The $10,000 retainer fee and master agreement with the engineering firm Terracon is for assistance in reviewing air pollution questions. All costs will be covered by the data center developers.
The city previously approved a noise pollution study that accounts for a cumulative noise effect coming from several data centers at once.
“Given the recent public discussion about air quality and emission concerns, the city felt it was reasonable to have a similar arrangement as Soundscape (regarding noise concerns) for air quality and emissions questions,” City Administrator Bart Olson said in city documents.
Terracon has been used by the city for several years on downtown environmental remediation projects, including brownfield initiatives and pollution cleanup.

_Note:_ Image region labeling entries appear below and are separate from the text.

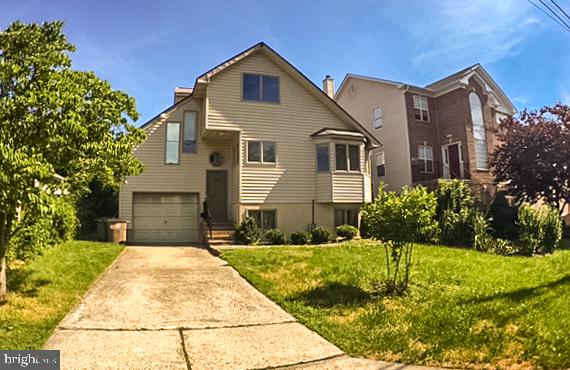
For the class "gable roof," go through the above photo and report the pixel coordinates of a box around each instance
[141,42,382,146]
[335,63,517,114]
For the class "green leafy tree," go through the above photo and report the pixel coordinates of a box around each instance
[0,22,145,300]
[363,185,438,294]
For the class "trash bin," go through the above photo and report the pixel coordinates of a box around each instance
[107,218,127,244]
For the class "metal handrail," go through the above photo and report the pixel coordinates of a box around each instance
[203,200,213,239]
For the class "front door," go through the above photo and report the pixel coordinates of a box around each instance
[206,171,228,221]
[447,144,461,179]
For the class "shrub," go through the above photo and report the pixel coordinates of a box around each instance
[489,191,518,240]
[439,208,473,247]
[7,196,79,261]
[540,207,564,253]
[363,185,438,294]
[492,238,517,256]
[335,225,358,240]
[265,229,287,245]
[435,179,475,216]
[435,179,475,246]
[234,217,261,245]
[310,226,333,244]
[517,204,544,256]
[289,231,311,245]
[471,209,493,252]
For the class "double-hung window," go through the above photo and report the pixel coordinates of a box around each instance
[334,208,358,227]
[372,107,382,130]
[164,122,180,164]
[418,144,433,173]
[247,209,277,230]
[413,95,429,122]
[182,112,197,153]
[247,140,277,164]
[317,144,330,172]
[376,152,386,177]
[335,144,360,171]
[242,73,279,103]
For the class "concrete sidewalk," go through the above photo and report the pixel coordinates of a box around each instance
[45,247,430,370]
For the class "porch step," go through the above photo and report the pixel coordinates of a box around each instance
[208,221,234,245]
[212,221,234,230]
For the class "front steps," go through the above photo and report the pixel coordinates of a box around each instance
[208,221,234,246]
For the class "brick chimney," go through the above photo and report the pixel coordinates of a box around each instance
[323,75,334,99]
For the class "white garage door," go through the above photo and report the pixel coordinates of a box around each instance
[133,193,200,244]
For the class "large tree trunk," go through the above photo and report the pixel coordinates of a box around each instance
[0,258,8,303]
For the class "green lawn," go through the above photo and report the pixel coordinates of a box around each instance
[223,242,570,369]
[0,241,123,349]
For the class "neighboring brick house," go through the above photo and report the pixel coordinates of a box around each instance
[335,64,516,197]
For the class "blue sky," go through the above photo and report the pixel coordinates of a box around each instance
[0,0,570,124]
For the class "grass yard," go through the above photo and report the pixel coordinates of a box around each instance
[0,241,123,349]
[223,242,570,369]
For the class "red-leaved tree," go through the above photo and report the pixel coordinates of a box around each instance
[492,103,570,212]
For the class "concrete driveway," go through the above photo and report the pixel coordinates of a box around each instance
[45,247,392,369]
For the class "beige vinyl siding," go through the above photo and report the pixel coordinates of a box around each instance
[207,53,366,204]
[336,78,412,193]
[119,99,233,225]
[316,172,332,203]
[333,172,364,203]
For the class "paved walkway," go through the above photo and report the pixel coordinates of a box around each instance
[45,247,432,370]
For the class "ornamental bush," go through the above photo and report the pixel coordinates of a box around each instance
[539,207,564,253]
[289,231,311,245]
[335,225,358,240]
[362,184,438,295]
[517,204,544,256]
[310,226,333,244]
[435,179,475,246]
[234,217,261,245]
[265,229,287,245]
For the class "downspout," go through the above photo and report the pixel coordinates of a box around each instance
[401,84,413,185]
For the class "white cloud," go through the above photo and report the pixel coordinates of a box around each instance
[410,0,540,71]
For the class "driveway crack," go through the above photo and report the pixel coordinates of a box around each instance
[178,328,192,370]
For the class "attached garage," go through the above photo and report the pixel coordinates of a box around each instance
[131,193,200,244]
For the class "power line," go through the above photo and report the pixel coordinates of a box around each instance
[538,0,570,30]
[550,0,570,20]
[526,0,570,32]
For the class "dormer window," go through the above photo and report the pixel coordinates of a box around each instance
[335,144,360,171]
[242,73,279,103]
[413,95,429,122]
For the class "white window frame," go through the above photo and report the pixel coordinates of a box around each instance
[182,110,198,154]
[413,95,429,122]
[245,140,277,166]
[164,121,182,165]
[469,92,489,171]
[372,106,384,130]
[241,72,281,104]
[375,151,386,177]
[329,143,362,173]
[418,142,435,173]
[441,141,465,179]
[246,209,277,230]
[315,143,328,172]
[333,208,359,227]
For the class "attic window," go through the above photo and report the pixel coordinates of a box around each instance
[242,73,279,103]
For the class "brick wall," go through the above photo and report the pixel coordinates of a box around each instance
[406,79,497,192]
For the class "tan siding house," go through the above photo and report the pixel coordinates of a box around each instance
[119,43,379,243]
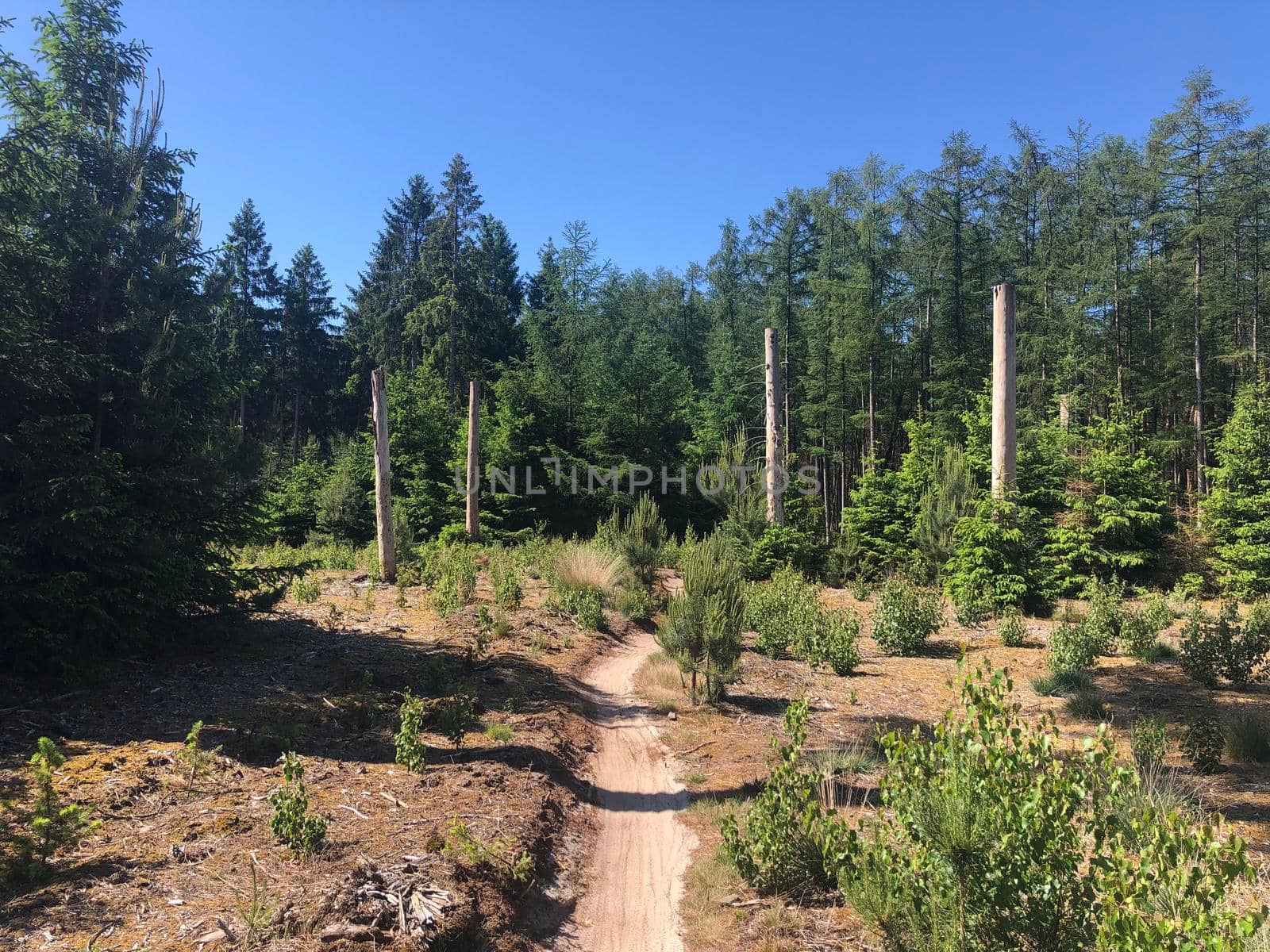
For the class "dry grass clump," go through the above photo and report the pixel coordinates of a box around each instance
[635,651,684,713]
[555,544,626,594]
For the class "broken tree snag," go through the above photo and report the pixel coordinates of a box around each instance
[992,284,1018,499]
[764,328,785,525]
[371,367,396,582]
[465,381,480,542]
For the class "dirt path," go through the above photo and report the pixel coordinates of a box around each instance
[570,632,692,952]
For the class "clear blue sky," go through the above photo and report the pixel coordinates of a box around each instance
[7,0,1270,305]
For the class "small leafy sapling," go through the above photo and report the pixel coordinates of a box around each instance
[176,721,221,789]
[268,750,328,855]
[392,690,428,773]
[2,738,102,882]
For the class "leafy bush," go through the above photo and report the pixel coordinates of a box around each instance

Olson said Terracon has staff on-site ready to answer questions about air quality.
Pioneer Development LLC, developers of the 1,037 acre Project Cardinal data center project have said very limited air pollution is expected to come from their data centers.
All air quality and emissions regulations for data centers and diesel generators are handled at the state and federal level.
The city does enforce its own noise pollution ordinances. Several residents have expressed concerns that the city’s noise pollution studies did not include the 10 to 20 years of expected construction for the data center warehouses.
The city is exploring more than a dozen data center plans across around 3,000 acres in the Eldamain Corridor.
The city did not say how such large construction sites over such a lengthy period of time would affect air pollution for surrounding residential areas near the city’s new “data center alley.”